Your warning signs

I want you to picture sustainability as the sides of a circle. Or, like the side of a curve as it goes up and down on a graph, making peaks and valleys across the page. The goal is to straighten the line, making the highs and lows less pronounced. We can do this by learning more about our cues. 

Have you ever thought about how 60 degrees in the springtime feels borderline hot after a brutal winter, but 60 degrees in the fall is described as “crisp,” and people are grabbing sweatshirts? That same temp will tell you that the season is changing on either side of summer and winter. It feels different, but it carries the same information. This is what learning our cues does for us as foster and adoptive caregivers. Coming out of a season of drowning - it brings hope. Feeling it on the downward slope after everything is going well gives me a cue that I need to make some adjustments, or we’re going to be headed into a really hard season.

If we bring awareness to our cues, then we can bring awareness to the state of our mental health. Because that’s what we’re really talking about, right? Circumstances can be really hard, but if our mental health is stable, then it feels manageable.  Cues could be anything. I think most of us would say that the speed of annoyance could be a cue. Or, possibly, sensory overload. Certainly, both of those are cues for me - but they’re not big enough to straighten out the curve. Or, probably even more accurate, they’re symptoms that suggest I’m already underwater. 

I have found, for me, it’s typically something that comes naturally to my personality either being present or missing. 

For instance, one of my warning signs for when I’m out of balance is if I’m not funny and/or if I’m not having fun in the mundane parts of life. In fact, the moment that I can name it, I bring awareness to the current state of my mental health. Why? Because fun comes naturally to me (I can literally make cleaning a toilet fun) and humor is a core value of my life … so if I’m not laughing or making people laugh, I’m off center. 

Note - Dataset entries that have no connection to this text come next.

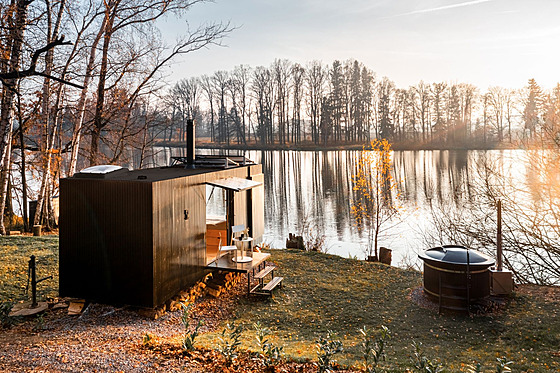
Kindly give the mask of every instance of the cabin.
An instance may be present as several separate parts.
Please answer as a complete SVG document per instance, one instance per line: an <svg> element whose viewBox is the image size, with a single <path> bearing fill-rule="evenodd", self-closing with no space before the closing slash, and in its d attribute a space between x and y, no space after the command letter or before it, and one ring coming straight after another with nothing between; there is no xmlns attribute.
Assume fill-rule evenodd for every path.
<svg viewBox="0 0 560 373"><path fill-rule="evenodd" d="M233 225L262 239L261 165L195 158L192 132L187 157L168 167L94 166L61 179L60 296L156 307L208 273ZM215 188L226 208L211 217L207 194Z"/></svg>

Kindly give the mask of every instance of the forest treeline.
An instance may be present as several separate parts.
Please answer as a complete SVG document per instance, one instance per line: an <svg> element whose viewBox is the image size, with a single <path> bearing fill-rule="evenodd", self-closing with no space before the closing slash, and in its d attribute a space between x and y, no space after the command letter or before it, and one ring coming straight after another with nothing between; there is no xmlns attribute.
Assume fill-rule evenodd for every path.
<svg viewBox="0 0 560 373"><path fill-rule="evenodd" d="M356 60L270 66L178 81L166 100L164 137L184 140L186 120L223 144L365 144L385 138L415 147L485 147L558 141L560 84L525 87L436 82L399 88ZM545 140L546 139L546 140Z"/></svg>

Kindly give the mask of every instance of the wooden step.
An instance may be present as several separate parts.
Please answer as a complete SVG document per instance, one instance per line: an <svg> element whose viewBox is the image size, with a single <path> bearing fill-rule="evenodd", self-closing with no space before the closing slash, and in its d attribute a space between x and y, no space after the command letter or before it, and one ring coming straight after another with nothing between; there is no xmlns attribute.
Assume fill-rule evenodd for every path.
<svg viewBox="0 0 560 373"><path fill-rule="evenodd" d="M268 275L270 272L274 272L274 270L276 269L276 266L266 266L262 271L260 271L259 273L257 273L254 278L257 280L260 280L262 278L265 278L266 275Z"/></svg>
<svg viewBox="0 0 560 373"><path fill-rule="evenodd" d="M282 284L282 280L284 279L284 277L274 277L272 280L270 280L270 282L268 284L266 284L262 290L263 291L272 291L274 290L274 288L280 284Z"/></svg>

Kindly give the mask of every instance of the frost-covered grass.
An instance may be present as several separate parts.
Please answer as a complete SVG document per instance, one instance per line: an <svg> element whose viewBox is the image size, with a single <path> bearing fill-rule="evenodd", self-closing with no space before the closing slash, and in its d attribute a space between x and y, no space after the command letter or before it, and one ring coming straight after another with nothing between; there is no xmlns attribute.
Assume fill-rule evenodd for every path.
<svg viewBox="0 0 560 373"><path fill-rule="evenodd" d="M260 321L288 355L314 359L316 340L332 330L344 344L339 362L358 366L358 329L386 325L392 338L381 365L390 370L410 367L413 340L448 371L466 370L465 364L475 361L494 368L501 356L515 361L514 371L560 369L558 299L517 295L497 315L438 315L409 297L422 282L418 272L295 250L274 250L271 258L279 267L277 275L284 277L284 288L272 300L240 300L232 319L246 326L245 348L256 349L252 324ZM220 331L203 335L202 343L215 346Z"/></svg>

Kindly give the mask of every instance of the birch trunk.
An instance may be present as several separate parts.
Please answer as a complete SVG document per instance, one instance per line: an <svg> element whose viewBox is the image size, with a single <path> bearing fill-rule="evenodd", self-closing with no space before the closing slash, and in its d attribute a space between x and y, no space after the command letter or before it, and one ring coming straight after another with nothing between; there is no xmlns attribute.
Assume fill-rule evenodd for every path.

On the flip side, (and I literally cannot believe I’m going to say this outloud) I know my soul is nourished and I’m rested if I find myself narrating my life in my head as if I’m writing a chapter in a book about my life. It’s a fun little thing I do that romanticizes everyday life, and I never do it when my mental health is suffering. 

Ideally, the more that we know our cues and bring awareness to them, the more we can level the curve. But, even if we can’t level the curve, we can still be grounded and present in the hard…this is what sustainability feels like. Being grounded and present in our lives, not overwhelmed by circumstances, and not reactive to everything that happens around us.